Officer Zac Smith has only been with the Beatrice Police Department since Sept. 1, but he’s no stranger to Beatrice law enforcement.

Smith is one of two new officers on the force. Officer Seth Howard—the other new officer—was profiled in the Daily Sun on Saturday.

Smith came to the BPD from the Gage County Sheriff’s Office.

“Stealing individuals from the Sheriff's Office is not something we're known for,” said BPD Captain Gerald Lamkin, “but we'll take them.”

Smith started as a deputy at the Sheriff’s Office about a year and a half ago, he said, but missed working as a local cop.

A native of Valparaiso, Neb., Smith got his start west of Beatrice working in the town of Shelton. Smith met his girlfriend in Shelton and they moved to the Lincoln area where she works with the University of Nebraska police.

“I kind of missed working for a police department,” Smith said. “They were hiring and I applied and got on with them.”

Serving papers with the Sheriff’s Office got a little monotonous, he said, and the pay and benefits with the city were better, so he made the switch.

Both Smith and Howard had experience in law enforcement, Lamkin said, which made the hiring process easier. The two were already certified officers, so they did not need to undergo the long training process again.

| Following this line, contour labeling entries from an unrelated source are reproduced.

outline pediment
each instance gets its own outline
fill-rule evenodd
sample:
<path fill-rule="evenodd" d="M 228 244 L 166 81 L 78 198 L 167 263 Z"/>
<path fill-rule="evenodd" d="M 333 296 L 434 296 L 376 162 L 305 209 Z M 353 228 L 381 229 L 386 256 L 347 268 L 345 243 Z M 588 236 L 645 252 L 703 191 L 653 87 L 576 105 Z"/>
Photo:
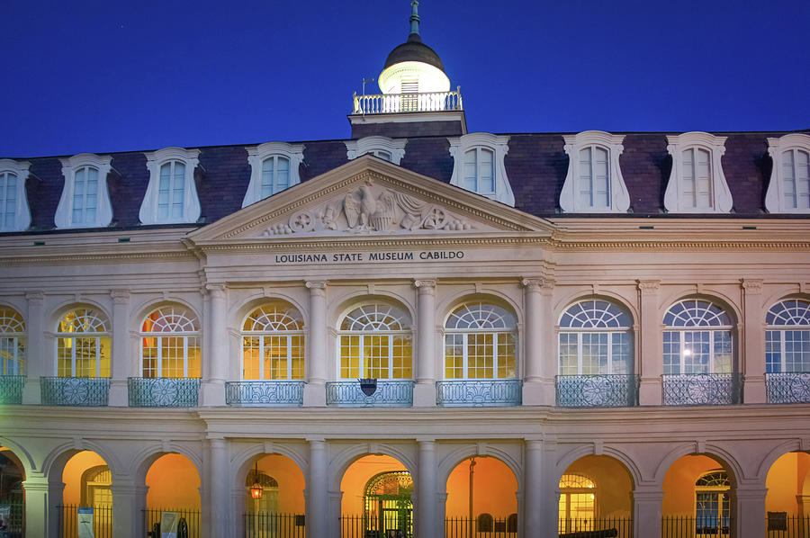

The full training process sends potential officers to the academy and is followed by 12 weeks of field training that can take months to complete. Because the potential officers can drop out at any time, there is no guarantee that they will actually join the force.

“Either you want to do this job, or you don't,” Lamkin said. “When I was promoted years ago to captain, I was asked by a reporter then if that was my aspiration then, to achieve this position. My reply then, as it is today: No, I just want to be a cop. So we look for those officers that have a passion.”

When he’s not on duty, Smith tries to visit family as often as he can and spends a lot of time hitting the weight room. He also does a bit of sport shooting, including sporting clays, skeet shooting or shooting at the range.

When you see Smith, you’ll notice some tattoos peeking out from the short sleeves of his uniform.

One is a spiky tribal design he got when he was younger, but the other has an even greater significance to him. The second tattoo is a black and white American flag with a blue line through the middle, and it represents the “thin blue line” separating the public from criminal elements.

Smith said he’s sure he’ll get a few more tattoos in the future.

“Down the road,” he said. “I just don't know where. I like to keep them above the elbow.”